Clearly, Scharpling takes his duties as an Executive Producer of "Monk" -- and by the way, pal, what does exactly that even mean? -- rather monastically. That crisp minimalism with which he answered us with such insolence, we cannot fail to note, is so 11th century (Averted Gaze). If only he had taken the trouble to Latinize that thoroughly unrevealing, Medieval response he would have expresses the superlative example of unforthright communication.

That damn Scharpling wasn't going to spill the beans no matter how much we rankled him with threats of rhetorical laceration in the blogosphere. The man is impervious.

-- So as we watched Monk's last farewell this afternoon it occurred to us, this is the way the show deserved to end. The bastard was correct. The years that Tom -- and the other writers and producers and, of course, Tony Shaloub -- spent crafting one of television's unforgettable detectives led us up to that finale. It was inevitable; It couldn't have been otherwise. The door is open to Monk specials, but even if there are no more, "Monk lives happily ever after."

Sure, teevee snobs turn their noses up at Monk (We are looking at you, EW's Ken Tucker, Monk Nation Public Enemy number one). But then, they turned their noses up at the wonderfully playful Cougarland as well and seem congenitally incapable of fun.

Tom does. And Tom is. We await with baited breath his next class act.



Out: The Tragedy of Senator John McCain. The McCain Amendment, a cynical ploy to derail the Obama administration's emerging health care plan failed yesterday. So much the better.

McCain's peculiar sourness at losing the 2008 Presidential campaign should, at this point, have already melted into a buttery acceptance. He is not the first man to lose the Presidency in the glagiatorial fundament. The grace in which Mitt Romney accepted his defeat but supported the nominee -- and, most recently, the endearing statesmaniship of John Kerry -- is the model for elegance in defeat. Character is, after all, destiny (at least that's what McCain says).

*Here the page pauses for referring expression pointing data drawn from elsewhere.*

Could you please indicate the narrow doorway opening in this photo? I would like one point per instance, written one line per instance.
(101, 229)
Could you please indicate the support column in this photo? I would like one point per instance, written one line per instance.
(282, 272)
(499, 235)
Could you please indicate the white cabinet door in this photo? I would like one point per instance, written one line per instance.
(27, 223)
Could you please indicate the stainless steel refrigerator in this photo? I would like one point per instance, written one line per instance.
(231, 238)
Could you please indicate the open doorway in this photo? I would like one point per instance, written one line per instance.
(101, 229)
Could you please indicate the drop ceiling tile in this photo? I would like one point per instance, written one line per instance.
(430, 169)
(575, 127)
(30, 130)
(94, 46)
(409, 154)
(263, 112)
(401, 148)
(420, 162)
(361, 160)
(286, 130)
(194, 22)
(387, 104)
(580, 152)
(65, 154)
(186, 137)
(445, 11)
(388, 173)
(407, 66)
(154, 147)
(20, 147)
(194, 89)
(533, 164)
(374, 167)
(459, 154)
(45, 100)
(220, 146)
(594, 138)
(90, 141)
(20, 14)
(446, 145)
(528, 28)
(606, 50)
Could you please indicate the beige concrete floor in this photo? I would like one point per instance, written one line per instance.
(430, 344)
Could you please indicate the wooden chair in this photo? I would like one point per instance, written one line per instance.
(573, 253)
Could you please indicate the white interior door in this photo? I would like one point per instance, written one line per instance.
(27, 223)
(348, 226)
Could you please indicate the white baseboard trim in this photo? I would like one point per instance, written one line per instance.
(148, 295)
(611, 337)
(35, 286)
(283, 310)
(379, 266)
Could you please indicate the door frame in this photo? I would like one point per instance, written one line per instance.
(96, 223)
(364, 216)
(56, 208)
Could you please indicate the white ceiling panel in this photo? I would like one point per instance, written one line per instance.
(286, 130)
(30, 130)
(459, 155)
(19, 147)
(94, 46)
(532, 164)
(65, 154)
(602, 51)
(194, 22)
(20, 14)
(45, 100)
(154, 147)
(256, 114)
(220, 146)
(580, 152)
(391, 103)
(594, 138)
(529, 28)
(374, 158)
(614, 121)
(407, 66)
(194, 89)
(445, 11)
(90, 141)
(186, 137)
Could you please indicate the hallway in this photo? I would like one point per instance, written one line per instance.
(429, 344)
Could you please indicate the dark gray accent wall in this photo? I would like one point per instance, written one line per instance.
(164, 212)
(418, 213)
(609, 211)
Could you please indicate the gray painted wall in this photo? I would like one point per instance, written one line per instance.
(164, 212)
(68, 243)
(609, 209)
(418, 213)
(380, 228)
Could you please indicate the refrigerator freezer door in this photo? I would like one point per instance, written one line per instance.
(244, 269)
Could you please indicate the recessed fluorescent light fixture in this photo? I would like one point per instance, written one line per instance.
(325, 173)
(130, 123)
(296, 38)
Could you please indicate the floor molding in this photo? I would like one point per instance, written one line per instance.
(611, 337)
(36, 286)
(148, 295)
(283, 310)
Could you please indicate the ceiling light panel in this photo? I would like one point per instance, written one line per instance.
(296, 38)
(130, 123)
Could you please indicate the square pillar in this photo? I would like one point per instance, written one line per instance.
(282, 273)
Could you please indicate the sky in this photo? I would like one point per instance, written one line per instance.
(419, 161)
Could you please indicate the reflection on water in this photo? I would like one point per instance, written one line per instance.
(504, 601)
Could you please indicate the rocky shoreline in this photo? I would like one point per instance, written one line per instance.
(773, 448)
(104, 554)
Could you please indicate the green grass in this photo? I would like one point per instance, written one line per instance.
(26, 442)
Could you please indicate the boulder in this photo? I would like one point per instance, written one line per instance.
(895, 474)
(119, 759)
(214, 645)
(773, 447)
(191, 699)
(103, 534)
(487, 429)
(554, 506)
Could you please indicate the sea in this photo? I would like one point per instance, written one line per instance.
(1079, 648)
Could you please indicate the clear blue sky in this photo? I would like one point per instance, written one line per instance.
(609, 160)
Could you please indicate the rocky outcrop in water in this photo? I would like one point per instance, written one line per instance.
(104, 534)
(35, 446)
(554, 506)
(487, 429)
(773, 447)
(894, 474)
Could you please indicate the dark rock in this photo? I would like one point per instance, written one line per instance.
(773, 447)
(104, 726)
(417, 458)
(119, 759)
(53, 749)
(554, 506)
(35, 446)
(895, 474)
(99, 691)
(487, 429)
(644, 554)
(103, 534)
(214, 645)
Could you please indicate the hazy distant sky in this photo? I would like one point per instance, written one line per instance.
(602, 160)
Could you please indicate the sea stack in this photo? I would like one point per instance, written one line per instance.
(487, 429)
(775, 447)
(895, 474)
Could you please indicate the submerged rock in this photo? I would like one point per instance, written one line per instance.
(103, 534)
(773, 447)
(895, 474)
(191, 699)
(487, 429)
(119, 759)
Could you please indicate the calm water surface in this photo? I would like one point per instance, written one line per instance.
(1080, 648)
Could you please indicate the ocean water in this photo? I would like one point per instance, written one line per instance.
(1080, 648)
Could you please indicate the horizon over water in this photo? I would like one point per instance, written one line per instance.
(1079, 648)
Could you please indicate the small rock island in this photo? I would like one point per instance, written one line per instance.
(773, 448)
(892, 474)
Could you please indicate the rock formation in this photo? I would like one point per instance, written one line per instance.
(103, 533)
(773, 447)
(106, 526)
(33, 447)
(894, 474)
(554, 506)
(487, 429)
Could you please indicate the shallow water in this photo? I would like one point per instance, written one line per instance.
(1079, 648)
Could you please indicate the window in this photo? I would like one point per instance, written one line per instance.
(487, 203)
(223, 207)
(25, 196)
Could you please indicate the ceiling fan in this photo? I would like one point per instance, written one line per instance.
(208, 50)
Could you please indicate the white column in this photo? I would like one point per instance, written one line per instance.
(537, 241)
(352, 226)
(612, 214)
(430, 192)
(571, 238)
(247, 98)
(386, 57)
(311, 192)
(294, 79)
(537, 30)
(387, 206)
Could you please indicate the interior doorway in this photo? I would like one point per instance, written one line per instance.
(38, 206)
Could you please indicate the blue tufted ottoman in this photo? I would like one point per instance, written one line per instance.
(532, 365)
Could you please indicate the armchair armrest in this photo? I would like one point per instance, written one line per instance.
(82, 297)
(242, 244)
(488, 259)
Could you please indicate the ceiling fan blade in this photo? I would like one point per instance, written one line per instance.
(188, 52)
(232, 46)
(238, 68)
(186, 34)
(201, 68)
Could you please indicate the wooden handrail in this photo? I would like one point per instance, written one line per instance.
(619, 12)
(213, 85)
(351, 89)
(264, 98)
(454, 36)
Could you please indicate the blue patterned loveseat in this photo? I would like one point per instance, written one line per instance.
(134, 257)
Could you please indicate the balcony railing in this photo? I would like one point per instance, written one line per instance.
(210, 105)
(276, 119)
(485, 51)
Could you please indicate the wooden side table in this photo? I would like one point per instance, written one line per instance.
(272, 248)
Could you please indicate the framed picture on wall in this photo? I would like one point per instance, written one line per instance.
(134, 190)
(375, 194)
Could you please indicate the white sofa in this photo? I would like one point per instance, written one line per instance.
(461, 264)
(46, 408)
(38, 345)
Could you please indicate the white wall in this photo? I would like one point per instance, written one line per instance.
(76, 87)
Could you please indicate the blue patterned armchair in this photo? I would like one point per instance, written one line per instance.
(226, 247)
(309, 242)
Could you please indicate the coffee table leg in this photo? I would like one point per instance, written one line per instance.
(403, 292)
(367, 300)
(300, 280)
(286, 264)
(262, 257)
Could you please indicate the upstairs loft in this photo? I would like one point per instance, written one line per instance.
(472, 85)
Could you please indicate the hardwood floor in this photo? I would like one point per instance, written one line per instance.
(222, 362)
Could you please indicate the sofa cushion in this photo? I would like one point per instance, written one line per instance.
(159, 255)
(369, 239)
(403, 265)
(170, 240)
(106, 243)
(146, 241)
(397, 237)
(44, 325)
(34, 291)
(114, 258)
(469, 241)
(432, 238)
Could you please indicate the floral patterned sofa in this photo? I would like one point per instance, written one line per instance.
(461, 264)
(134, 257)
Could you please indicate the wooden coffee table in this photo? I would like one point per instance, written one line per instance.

Then again, the airing of these political sour grapes by McCain should come as no surprise. The hot-headed Arizonan was defeated by the President in the contentious 2008 election. He coveted that job for more than a decade and obviously never quite got over the loss. Senator McCain has never made a secret of the fact that he questioned Barack Obama's qualifications for the Oval Office. Since then, McCain has been a consistent burr in the President's saddle, even going so far as to obnoxiously chide the President over Marine One. If McCain couldn't have it ...

McCain has a history of cartoonishly vilifying his opponents. Even before the former prisoner of war referred to then-Senator Obama as "that one (with an actual hissing sound)," he had a contentious relationship with that jocular dunce George Bush. McCain, in fine, never really forgave Bush for the brutal South Carolina primary in 2000. It is ironic that the title of McCain's book, Character is Destiny, informs, negatively, his sportsmanship after losing hard fought elections.

That sourness is sad and unhelpful to our democracy. It was the wisdom of the American electorate last November to keep such a man away from the Presidency.